Your disagreement does not mean anything unless you explain it in photographic or compositional terms.

skieur


----------



## dallasimagery (Feb 2, 2011)

skieur said:


> Your disagreement does not mean anything unless you explain it in photographic or compositional terms.
> 
> skieur



Untrue - you critiqued the photo, but cited nothing to back it up.  These are obviously just a couple of props, there's nothing "busy" about these photos. To me, it's clear that the female is the subject.


----------



## oldmacman (Feb 2, 2011)

dallasimagery said:


> To me, it's clear that the female is the subject.



With each one having a rather large head piece, I would have thought they were ad shots for whomever makes the flower/crown thingies.
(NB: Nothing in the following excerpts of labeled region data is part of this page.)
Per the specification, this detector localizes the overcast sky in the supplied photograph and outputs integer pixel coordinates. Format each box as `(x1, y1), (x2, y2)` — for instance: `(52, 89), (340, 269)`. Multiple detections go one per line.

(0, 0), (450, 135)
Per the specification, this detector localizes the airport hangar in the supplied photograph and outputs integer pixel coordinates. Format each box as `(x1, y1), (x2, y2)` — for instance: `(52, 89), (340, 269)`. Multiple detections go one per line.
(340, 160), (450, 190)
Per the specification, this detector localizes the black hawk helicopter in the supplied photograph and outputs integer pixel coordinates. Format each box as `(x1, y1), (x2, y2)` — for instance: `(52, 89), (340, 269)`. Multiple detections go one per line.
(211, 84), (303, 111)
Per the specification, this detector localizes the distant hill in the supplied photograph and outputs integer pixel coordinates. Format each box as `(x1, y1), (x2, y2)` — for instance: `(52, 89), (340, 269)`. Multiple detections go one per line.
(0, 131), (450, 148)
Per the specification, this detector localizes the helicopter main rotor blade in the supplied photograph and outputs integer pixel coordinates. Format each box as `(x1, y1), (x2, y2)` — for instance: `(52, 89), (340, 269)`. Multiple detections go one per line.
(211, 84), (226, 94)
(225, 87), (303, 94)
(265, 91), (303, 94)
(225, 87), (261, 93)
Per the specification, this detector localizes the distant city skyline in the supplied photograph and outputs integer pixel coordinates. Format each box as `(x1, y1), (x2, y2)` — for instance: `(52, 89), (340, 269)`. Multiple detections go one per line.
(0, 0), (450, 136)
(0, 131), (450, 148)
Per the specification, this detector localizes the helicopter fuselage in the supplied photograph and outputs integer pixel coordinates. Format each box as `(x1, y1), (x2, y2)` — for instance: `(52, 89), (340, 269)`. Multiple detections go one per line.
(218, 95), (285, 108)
I don't think they are way too busy, but it's difficult to be simple, interesting and effective.


----------



## wlbphoto (Feb 2, 2011)

#4 my fav just looking at the pic and it takes me right to the eyes.. and damm those are some gorgeous eyes


----------



## Samerr9 (Feb 6, 2011)

no.4 is wow!!!

I don't know if emotions are allowed in critique  but .. when i look at the model in no.5 i see a beautifull picture of a pretty lady.. BUT when i look at the same model in no.4 i don't see a photo but i see a lady i am in love with  really ammazing!


----------



## Conner41 (Feb 6, 2011)

2, 4,  and 5 of my favorites.  Wonderful work!


----------



## skieur (Feb 6, 2011)

dallasimagery said:


> skieur said:
> 
> 
> > Your disagreement does not mean anything unless you explain it in photographic or compositional terms.
> ...


 
You obviously do NOT understand composition.  Try checking out www.photoinf.com and read some articles on composition as well as some articles on posing models for portraits.

skieur


----------



## Bourne (Feb 7, 2011)

The 4th one is beautiful, great DOF. The third one could do with a bit more oomf IMO.


----------